The Catholic congregation has previously refused to engage with claimants on the basis that action was time-barred. However, subpoenas have now been served on the order for a hearing in which the judges will be asked to use their discretion to lift the statute and allow the full case to be aired.
The basis of the application will be that the women – all of whom are now in their 70s or 80s – were deliberately traumatised during their incarceration in order to ensure their compliance and, as a result, were psychologically incapable of taking the action for most of their lives.
The Sisters of the Good Shepherd ran homes all over Europe, as well as in Canada and Australia, where women and girls were allegedly forced into lives of abuse after being incarcerated, often with the agreement of their parents or sometimes even child protection organisations, up to the 1970s.

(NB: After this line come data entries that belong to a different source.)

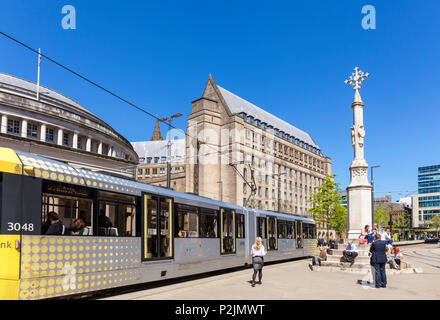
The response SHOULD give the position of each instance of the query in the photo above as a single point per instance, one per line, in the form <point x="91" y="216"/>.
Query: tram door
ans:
<point x="157" y="227"/>
<point x="299" y="234"/>
<point x="227" y="225"/>
<point x="272" y="240"/>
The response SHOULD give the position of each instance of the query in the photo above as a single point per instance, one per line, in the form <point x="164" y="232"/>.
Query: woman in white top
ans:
<point x="257" y="253"/>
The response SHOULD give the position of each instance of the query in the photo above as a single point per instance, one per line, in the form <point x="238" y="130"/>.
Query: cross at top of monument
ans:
<point x="355" y="80"/>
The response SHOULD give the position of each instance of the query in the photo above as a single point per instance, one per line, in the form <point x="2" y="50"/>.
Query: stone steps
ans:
<point x="361" y="252"/>
<point x="365" y="271"/>
<point x="357" y="264"/>
<point x="337" y="258"/>
<point x="361" y="264"/>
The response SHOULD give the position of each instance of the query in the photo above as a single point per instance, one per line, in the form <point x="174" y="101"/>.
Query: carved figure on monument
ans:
<point x="359" y="189"/>
<point x="361" y="135"/>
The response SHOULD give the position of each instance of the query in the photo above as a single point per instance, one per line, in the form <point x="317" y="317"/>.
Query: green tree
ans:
<point x="435" y="223"/>
<point x="382" y="216"/>
<point x="338" y="221"/>
<point x="327" y="205"/>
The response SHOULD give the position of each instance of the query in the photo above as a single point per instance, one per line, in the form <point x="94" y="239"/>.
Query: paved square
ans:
<point x="294" y="280"/>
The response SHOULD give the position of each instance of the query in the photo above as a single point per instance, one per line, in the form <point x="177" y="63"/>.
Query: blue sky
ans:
<point x="288" y="57"/>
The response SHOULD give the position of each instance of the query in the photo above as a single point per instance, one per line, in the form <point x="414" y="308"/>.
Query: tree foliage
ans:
<point x="327" y="206"/>
<point x="382" y="215"/>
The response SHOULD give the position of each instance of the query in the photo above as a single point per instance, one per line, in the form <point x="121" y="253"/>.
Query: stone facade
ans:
<point x="236" y="150"/>
<point x="58" y="127"/>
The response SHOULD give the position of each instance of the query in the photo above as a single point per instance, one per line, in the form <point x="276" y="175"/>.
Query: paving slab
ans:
<point x="295" y="281"/>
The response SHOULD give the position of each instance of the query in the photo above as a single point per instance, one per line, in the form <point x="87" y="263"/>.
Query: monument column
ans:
<point x="359" y="189"/>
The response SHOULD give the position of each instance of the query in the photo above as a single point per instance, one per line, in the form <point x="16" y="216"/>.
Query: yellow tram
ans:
<point x="133" y="232"/>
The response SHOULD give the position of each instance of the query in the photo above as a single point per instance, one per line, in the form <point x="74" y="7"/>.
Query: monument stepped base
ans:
<point x="361" y="264"/>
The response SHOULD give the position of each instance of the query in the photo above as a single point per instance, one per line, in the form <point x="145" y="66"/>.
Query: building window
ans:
<point x="49" y="134"/>
<point x="32" y="130"/>
<point x="65" y="139"/>
<point x="187" y="222"/>
<point x="13" y="126"/>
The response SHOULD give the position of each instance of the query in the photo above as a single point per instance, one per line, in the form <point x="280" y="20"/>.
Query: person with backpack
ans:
<point x="257" y="253"/>
<point x="350" y="253"/>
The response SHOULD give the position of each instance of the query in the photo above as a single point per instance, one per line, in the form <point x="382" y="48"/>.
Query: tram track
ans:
<point x="431" y="259"/>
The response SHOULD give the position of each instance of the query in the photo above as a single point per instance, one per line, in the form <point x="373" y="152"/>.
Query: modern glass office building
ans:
<point x="429" y="179"/>
<point x="426" y="203"/>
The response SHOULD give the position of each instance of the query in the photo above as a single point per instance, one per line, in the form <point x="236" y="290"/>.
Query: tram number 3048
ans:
<point x="20" y="227"/>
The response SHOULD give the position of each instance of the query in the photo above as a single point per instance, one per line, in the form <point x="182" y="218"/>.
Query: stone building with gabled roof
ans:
<point x="240" y="153"/>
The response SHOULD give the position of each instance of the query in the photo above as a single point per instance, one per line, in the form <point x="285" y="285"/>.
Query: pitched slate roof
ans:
<point x="158" y="148"/>
<point x="239" y="105"/>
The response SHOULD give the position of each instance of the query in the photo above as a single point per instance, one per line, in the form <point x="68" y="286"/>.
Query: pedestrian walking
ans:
<point x="378" y="259"/>
<point x="322" y="257"/>
<point x="257" y="253"/>
<point x="350" y="253"/>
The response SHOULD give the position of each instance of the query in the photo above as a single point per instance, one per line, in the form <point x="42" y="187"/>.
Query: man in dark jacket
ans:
<point x="56" y="226"/>
<point x="378" y="259"/>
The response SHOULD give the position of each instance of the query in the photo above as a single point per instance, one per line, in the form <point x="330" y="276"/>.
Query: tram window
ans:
<point x="187" y="222"/>
<point x="313" y="231"/>
<point x="117" y="215"/>
<point x="307" y="231"/>
<point x="282" y="229"/>
<point x="208" y="223"/>
<point x="261" y="227"/>
<point x="240" y="225"/>
<point x="68" y="210"/>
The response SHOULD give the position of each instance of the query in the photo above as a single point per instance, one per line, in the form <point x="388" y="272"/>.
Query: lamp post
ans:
<point x="169" y="119"/>
<point x="372" y="193"/>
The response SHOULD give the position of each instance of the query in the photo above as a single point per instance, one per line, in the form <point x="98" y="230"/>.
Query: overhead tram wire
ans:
<point x="102" y="88"/>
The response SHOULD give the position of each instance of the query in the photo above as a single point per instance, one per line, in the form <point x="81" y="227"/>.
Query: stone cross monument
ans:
<point x="359" y="189"/>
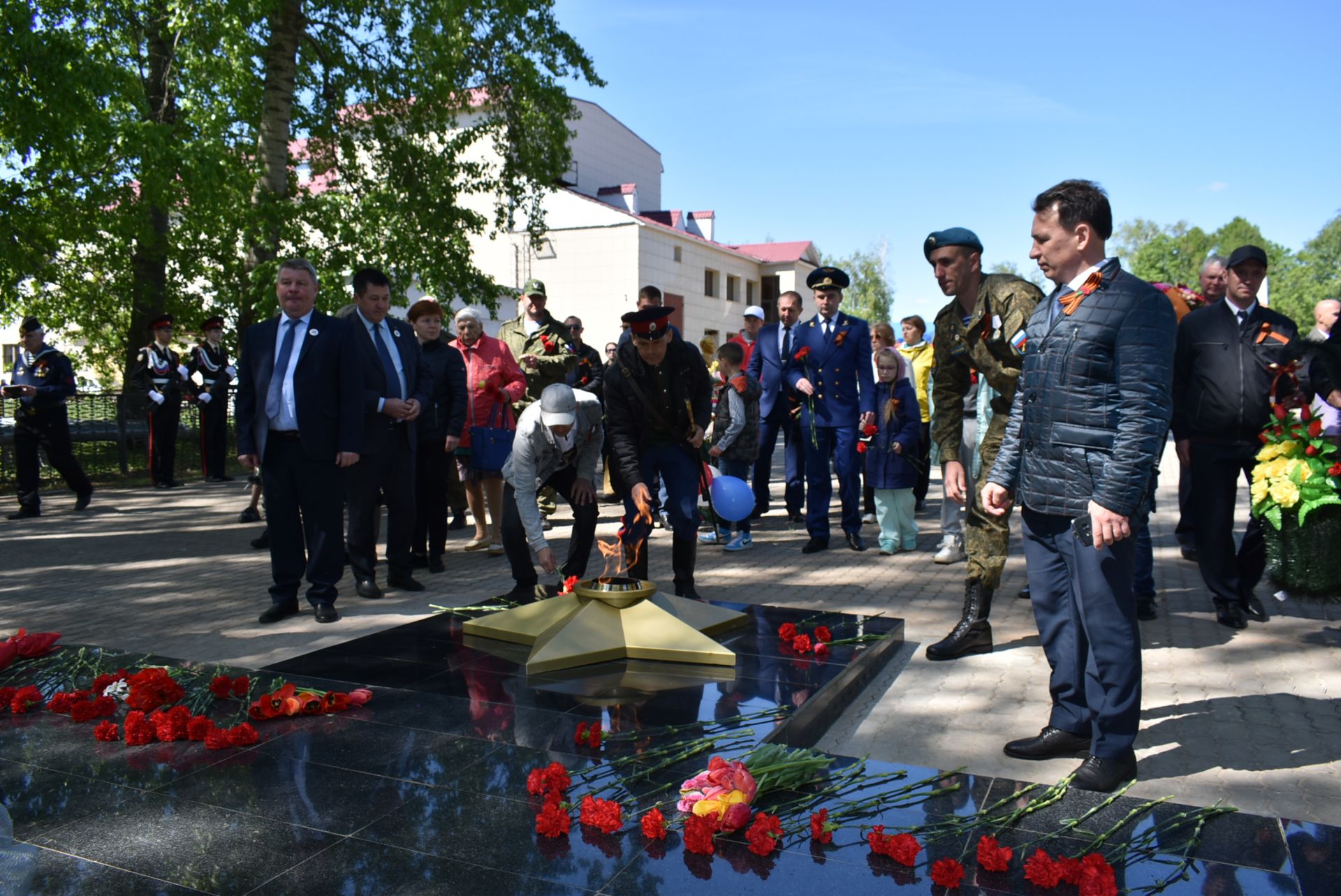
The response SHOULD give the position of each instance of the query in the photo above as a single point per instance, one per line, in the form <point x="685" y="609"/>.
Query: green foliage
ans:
<point x="871" y="295"/>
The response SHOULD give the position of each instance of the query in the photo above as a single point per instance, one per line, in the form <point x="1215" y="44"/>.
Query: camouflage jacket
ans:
<point x="992" y="342"/>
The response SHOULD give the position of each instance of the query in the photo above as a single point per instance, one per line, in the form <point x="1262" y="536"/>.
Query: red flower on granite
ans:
<point x="553" y="821"/>
<point x="654" y="825"/>
<point x="992" y="856"/>
<point x="947" y="872"/>
<point x="698" y="835"/>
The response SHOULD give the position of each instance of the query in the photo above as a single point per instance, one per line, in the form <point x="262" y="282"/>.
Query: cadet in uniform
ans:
<point x="982" y="329"/>
<point x="210" y="360"/>
<point x="42" y="380"/>
<point x="657" y="404"/>
<point x="159" y="376"/>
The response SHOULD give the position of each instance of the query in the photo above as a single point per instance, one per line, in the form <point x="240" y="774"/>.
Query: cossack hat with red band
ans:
<point x="650" y="323"/>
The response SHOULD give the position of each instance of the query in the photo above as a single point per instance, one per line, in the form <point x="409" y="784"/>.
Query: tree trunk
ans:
<point x="149" y="256"/>
<point x="286" y="30"/>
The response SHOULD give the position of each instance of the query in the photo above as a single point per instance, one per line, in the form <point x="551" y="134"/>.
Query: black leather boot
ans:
<point x="972" y="633"/>
<point x="683" y="553"/>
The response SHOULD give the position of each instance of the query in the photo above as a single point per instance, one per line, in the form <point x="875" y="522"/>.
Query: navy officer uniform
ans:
<point x="159" y="376"/>
<point x="833" y="357"/>
<point x="659" y="402"/>
<point x="42" y="380"/>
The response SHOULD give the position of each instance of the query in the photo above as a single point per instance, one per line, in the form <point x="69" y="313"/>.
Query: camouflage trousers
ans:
<point x="986" y="537"/>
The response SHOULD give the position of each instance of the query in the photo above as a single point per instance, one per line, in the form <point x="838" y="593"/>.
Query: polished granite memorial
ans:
<point x="423" y="791"/>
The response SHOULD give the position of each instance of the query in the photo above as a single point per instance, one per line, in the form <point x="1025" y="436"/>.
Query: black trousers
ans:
<point x="50" y="431"/>
<point x="163" y="440"/>
<point x="390" y="473"/>
<point x="580" y="543"/>
<point x="303" y="511"/>
<point x="214" y="435"/>
<point x="434" y="471"/>
<point x="1230" y="575"/>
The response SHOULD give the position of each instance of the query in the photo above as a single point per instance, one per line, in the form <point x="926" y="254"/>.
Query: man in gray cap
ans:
<point x="979" y="336"/>
<point x="557" y="444"/>
<point x="42" y="380"/>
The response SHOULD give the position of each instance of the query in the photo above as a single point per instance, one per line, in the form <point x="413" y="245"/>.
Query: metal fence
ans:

Some of the most notorious abuse took place at the Magdalene laundries in Ireland, for which then taoiseach Enda Kenny issued an apology on behalf of the State in February 2013. A €50 million compensation scheme was set up for survivors among the 30,000 women they had incarcerated.
In the Netherlands, at least 15,000 women were sent to work without pay in the laundries and sewing rooms of five separate houses run by the sisters in Almelo, Zoeterwoude, Tilburg and Velp, between 1860 and 1979.
They were typically orphaned or disabled, unmarried mothers, girls convicted of petty crime or prostitution, and their “work therapy” was usually done for a range of paying clients, including the government, hotels, hospitals, the church and the army.
They were routinely subjected to sexual, physical and mental abuse. There was no education or medical attention. An independent investigation last year found that, even according to the norms of the time, the women had been used as slave labour.
Assessment
The 19 women taking this action were aged between 11 and 21 during their time with the sisters, and their personalities had been damaged by the experience, according to Prof Paul Schnabel of Utrecht University whose assessment of the plaintiffs forms part of their subpoena.
Seeking recognition would have been more difficult for many of these women than for Holocaust victims, says Schnabel.
"That's because for most of their lives the Catholic Church held an absolutely inviolable position, while they themselves had lost their names, their own clothes, their individuality. Only with revelations a decade or so ago of large-scale child abuse by clergy did this spell begin to be broken."
Human rights lawyer Prakken d'Oliveira confirmed that a summons to the Sisters of the Good Shepherd had been issued on April 6th. Counsel, Liesbeth Zegveld, said the women wanted "recognition of the unlawfulness of their treatment".